С шумом поднялись тухольцы и повалили толпой со Светлой поляны к краю обрыва осматривать работу мастеров: метательные машины. Машины почти везде уже стояли готовые, грубо сколоченные из сырых толстых бревен, просверленные и сбитые жердями — но ведь и строили их не надолго, а для скоропреходящей потребности. Но не для осмотра позвал общинников Захар. На минуту лишь они задержались у машин, а затем группами пошли дальше, по краю обрыва, вниз, в долину, к тому самому месту, где тухольский поток сквозь ущелье вытекал из долины и где в конце стоял, склонясь над потоком, исполинский каменный столб, толстый, четырехгранный, прозванный тухольским Сторожем. Туда, во главе с Захаром и Мирославой, и спешила вся тухольская община: юноши несли на плечах длинные, толстые ели и лестницы, девушки — огромные венки из листьев и пихтовых веток, пожилые тащили связки веревок и канатов. Костры на этой стороне были погашены, чтобы враг преждевременно не заметил, что тут происходит. Медленно, осторожно, без шума, подобно тихой воде, крутыми обрывистыми тропинками спускались общинники вниз по обрыву, в долину. Впереди шел сильный отряд вооруженной молодежи; он стеной в три ряда выстроился в долине, лицом к монгольскому табору, удаленному, может быть, всего на тысячу шагов отсюда. Затем шли юноши с лестницами, веревками и стволами елей: лестницы приставили к стене обрыва и по ним тихонько спустили стволы елей в долину. Девушки передали свои венки парням: девушкам не следовало спускаться в долину, где каждую минуту мог напасть враг. Напоследок сошли в долину и старики с Захаром Беркутом и, осмотрев расположение вооруженных воинов и все приспособления, поспешили к ущелью, сквозь которое с шумом катил в долину свои чистые волны тухольский поток.
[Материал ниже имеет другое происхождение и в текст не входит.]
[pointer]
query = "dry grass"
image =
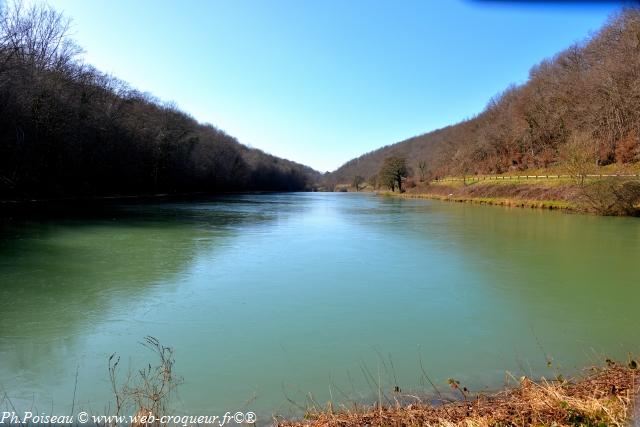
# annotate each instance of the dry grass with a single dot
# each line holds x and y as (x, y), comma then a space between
(602, 397)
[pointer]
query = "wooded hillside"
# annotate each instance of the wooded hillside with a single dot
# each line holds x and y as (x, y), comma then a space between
(585, 100)
(68, 130)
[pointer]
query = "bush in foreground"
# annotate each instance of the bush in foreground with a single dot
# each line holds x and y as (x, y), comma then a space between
(604, 397)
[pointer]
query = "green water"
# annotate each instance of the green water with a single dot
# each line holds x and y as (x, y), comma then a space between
(263, 296)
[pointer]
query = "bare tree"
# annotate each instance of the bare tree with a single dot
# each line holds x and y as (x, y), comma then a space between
(357, 182)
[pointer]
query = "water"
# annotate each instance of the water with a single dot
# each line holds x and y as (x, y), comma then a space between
(266, 298)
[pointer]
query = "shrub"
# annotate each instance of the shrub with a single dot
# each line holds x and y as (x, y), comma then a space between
(611, 197)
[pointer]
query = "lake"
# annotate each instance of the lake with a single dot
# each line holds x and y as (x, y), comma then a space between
(268, 299)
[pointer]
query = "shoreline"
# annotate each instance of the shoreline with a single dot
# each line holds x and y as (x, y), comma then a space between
(491, 201)
(603, 396)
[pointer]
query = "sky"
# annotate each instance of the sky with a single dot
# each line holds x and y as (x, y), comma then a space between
(323, 81)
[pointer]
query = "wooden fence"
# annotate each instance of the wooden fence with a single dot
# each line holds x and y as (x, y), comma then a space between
(519, 177)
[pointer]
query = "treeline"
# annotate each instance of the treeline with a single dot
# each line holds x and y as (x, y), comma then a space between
(69, 130)
(583, 102)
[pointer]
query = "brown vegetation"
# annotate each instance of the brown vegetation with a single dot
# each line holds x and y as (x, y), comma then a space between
(580, 108)
(68, 130)
(603, 397)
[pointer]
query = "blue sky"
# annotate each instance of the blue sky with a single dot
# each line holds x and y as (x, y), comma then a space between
(321, 82)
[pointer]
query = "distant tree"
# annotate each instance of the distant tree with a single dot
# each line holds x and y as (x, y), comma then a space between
(393, 171)
(373, 181)
(422, 167)
(357, 181)
(628, 149)
(579, 156)
(67, 130)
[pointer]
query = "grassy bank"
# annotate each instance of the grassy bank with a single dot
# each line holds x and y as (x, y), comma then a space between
(603, 396)
(606, 196)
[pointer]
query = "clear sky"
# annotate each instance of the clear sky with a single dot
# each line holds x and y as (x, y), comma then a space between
(321, 82)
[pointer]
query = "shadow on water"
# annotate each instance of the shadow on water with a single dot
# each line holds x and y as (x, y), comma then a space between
(70, 269)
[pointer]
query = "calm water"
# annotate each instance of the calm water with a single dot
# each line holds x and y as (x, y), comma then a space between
(267, 295)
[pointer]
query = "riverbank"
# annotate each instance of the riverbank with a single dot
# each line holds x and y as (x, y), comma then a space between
(601, 397)
(606, 195)
(538, 194)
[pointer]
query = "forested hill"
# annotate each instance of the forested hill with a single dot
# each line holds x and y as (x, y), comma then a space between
(585, 99)
(69, 130)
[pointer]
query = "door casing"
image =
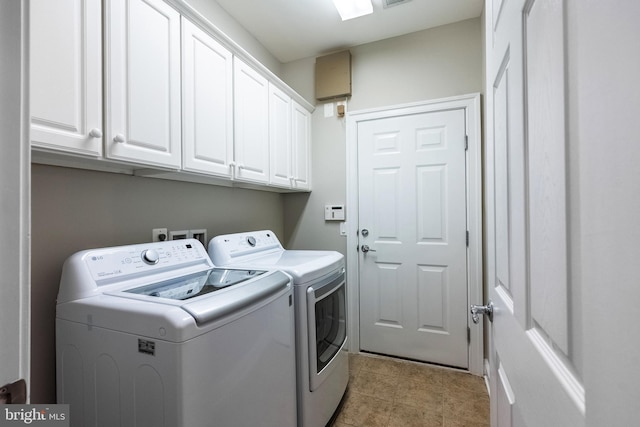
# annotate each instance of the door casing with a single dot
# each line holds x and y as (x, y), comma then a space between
(471, 104)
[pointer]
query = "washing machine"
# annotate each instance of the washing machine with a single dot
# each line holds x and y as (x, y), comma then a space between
(320, 314)
(155, 335)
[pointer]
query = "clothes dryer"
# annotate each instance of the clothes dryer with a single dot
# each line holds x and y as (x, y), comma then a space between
(320, 314)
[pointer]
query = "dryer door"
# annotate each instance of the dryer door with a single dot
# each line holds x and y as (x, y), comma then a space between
(326, 310)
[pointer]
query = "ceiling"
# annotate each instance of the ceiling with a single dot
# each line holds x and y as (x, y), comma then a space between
(296, 29)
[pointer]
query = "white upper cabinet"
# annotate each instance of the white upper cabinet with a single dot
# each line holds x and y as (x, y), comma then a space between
(289, 140)
(207, 103)
(251, 123)
(66, 76)
(280, 137)
(301, 147)
(142, 82)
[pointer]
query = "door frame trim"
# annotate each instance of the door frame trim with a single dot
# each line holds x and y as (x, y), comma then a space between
(471, 104)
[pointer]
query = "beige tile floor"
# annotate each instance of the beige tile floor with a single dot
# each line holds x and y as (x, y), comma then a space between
(386, 392)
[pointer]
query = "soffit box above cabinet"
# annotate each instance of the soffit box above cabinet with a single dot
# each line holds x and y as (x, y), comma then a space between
(333, 75)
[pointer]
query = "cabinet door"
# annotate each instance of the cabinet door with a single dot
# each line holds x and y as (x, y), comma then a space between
(207, 107)
(66, 75)
(280, 137)
(301, 147)
(251, 118)
(142, 51)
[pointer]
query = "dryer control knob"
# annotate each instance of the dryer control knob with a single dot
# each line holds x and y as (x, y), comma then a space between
(150, 256)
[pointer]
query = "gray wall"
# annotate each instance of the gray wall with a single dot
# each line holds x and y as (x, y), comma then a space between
(430, 64)
(74, 209)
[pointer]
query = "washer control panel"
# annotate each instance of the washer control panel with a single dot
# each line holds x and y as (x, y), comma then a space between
(123, 261)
Захар остановился перед Сторожем и устремил на него внимательный взгляд. Тихо было вокруг. Захар молился:
— Великий наш Сторож! Ты, которого предки наши считали своим покровителем, которого и мы чтили доныне ежегодными праздниками! Три раза уже ты, из ночи в ночь, виделся мне во сне, будто ты падаешь и придавливаешь меня. Я верю, что ты добр и милостив, и если ты призываешь меня к себе, то я радуюсь твоему призыву и охотно пойду за тобой. Но если и ты сам хочешь сдвинуться с места своего извечного стояния, то раздави, властитель, своею тяжестью этого поганого ворога, детей Мораны, которые ныне снова покрыли собою благословенную твою обитель, тухольскую долину! Сломи вторично поганую силу так, как ты сломил уже ее однажды, когда могучею рукой разбил эту каменную стену, и открыл водам путь, и даровал людям эту прекрасную долину! Запруди ее теперь вновь, да сгинет надменная вражья сила, измывающаяся теперь над нами!